This week I took my first sip of coconut water. Then I took my second sip. I even took a third sip. Then, I stopped sipping.
What can that simple experience teach us about bringing people far from God near Him? Plenty.
For starters, the only reason I even tried coconut water was because all I’ve heard in the last few months is how good it is for you. How all the fitness gurus drink it. How holding that container and sipping it will catapult my body into a new fitness stratosphere. But when I tasted it, the first thing I thought was that no matter how much you market something terrible, it’s still terrible.
I don’t want that to be true of our church. It’s so easy to say that we’re this or we’re that, to put a great presentation together. Marketing is easy; planting is hard. Surface presentation feels good immediately; planting for future growth feels good eventually. I’ve said this before, but the church is often guilty of over-selling and under-delivering. And at that point, our services become nothing more than the hype that sells coconut water, and people will be disappointed when they finally give what we’re selling a try.
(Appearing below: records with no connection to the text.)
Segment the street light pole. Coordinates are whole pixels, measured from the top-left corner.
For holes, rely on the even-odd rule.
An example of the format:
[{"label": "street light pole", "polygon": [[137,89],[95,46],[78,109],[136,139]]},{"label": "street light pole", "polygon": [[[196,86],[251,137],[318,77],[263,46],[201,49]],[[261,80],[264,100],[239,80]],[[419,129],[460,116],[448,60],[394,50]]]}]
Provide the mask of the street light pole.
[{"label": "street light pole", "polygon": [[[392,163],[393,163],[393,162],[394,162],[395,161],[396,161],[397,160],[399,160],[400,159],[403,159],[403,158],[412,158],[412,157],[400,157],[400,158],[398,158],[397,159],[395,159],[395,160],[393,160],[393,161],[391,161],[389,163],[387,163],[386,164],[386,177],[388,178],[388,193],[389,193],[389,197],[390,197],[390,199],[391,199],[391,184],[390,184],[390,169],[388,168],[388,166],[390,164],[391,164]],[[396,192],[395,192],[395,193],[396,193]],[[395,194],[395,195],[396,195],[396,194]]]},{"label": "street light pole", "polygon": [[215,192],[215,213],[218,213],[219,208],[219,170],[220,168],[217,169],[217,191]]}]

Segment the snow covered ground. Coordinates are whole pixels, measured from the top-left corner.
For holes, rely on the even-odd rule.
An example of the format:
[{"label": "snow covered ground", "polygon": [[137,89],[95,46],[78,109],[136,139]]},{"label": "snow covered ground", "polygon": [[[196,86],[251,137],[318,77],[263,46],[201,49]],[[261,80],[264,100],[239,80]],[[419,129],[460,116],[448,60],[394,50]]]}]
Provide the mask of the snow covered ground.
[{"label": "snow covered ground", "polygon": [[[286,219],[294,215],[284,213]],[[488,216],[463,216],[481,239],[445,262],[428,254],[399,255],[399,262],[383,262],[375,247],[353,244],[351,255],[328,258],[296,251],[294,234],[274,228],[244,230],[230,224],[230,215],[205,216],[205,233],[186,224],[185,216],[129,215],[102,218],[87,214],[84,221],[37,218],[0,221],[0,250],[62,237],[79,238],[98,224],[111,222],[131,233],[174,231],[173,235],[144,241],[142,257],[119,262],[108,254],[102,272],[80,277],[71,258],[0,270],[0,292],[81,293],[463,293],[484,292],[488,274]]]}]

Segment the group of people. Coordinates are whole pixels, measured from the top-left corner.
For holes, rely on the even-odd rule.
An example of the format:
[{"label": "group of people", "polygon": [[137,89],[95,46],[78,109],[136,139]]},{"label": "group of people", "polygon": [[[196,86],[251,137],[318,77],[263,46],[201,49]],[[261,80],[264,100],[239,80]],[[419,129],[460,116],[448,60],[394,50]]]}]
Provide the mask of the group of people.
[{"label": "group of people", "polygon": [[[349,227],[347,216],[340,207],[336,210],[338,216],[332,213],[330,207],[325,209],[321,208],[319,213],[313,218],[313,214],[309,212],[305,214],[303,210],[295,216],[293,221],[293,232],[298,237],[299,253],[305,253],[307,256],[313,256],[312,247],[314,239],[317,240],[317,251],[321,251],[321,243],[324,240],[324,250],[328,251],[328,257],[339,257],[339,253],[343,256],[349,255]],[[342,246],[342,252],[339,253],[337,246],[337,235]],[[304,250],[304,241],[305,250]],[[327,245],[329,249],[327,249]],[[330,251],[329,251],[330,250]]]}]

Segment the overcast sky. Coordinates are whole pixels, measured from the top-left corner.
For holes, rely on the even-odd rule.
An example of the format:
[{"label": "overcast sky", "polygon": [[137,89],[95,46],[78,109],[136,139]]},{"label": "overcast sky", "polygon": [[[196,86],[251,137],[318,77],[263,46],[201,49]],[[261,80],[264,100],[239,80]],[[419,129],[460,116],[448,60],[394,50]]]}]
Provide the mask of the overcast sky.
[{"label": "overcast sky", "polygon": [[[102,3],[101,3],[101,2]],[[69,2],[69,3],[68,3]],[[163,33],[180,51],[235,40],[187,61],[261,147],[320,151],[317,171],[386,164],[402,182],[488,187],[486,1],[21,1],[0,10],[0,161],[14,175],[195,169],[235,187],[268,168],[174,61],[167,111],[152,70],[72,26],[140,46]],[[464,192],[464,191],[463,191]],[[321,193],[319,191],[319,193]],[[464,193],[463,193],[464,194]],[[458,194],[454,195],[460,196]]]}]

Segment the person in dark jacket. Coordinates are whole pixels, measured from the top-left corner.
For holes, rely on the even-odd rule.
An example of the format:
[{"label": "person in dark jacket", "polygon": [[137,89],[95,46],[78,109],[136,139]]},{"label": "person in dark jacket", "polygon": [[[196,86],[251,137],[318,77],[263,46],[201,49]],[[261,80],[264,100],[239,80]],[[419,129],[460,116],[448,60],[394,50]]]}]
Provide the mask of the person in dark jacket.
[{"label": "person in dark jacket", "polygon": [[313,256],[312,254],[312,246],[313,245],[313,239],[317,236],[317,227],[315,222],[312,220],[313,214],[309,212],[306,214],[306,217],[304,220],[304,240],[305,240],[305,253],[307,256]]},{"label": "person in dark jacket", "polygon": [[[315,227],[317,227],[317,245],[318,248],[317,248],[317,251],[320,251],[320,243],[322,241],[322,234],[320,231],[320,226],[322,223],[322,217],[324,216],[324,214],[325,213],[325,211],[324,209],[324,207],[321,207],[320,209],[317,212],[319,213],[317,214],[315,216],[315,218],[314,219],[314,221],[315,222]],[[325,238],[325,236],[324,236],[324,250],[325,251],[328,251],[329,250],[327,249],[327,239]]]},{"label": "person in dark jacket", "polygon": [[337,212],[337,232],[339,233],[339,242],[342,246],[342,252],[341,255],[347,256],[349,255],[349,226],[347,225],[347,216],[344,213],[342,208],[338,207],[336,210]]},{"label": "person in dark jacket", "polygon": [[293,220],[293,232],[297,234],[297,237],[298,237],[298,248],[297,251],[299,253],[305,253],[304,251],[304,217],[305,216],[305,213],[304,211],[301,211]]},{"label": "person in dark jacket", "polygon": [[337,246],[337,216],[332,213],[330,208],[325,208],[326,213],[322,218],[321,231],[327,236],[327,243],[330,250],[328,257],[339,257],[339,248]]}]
Second, we’ve only got a limited number of opportunities with people when it comes to drawing them nearer to Jesus. There are people who overuse the phrase that you only get one chance to make a good first impression, and while that’s technically true, the reality is that most of us will give something a few shots before we move on. After my first sip of the vile stuff, I took another, and another. Why? Because I really wanted to like it, and so I kept hoping it would get better.
Apply that to the lives of hurting, broken, unchurched people who come to The Gathering. If what we say we are doesn’t match up to what we really are, they will have the same reaction that I had with the coconut water, and it won’t be a good one. Our job is to make sure that doesn’t happen, for sure, but the good news is that many people are so thirsty for something real that they will probably give us another sip or two, and that’s where our integrity as a church is so critical.
More than being the best at everything (which is impossible and would be like trying to market coconut water), we have the opportunity to be the best at the things that make us uniquely us: a culture of people who want to do life together, a culture that is passionate about being near God and each other in relationships. What we have to offer the thirsty lives around us is so much better than coconut water! We hold out the refreshing water of life. Jesus said in John 7:37-38 that if anyone was thirsty, “let him come to me and drink.” Our job is to make sure the first sip is as refreshing as Jesus said it would be, and how we serve the thirsty goes a long way towards the way they react when they try Him.
Let’s be the best at offering a cup of cold water to weary travelers, and we’ll see a great harvest of souls gulping down the water they’ve craved instead of throwing coconut water in the trash.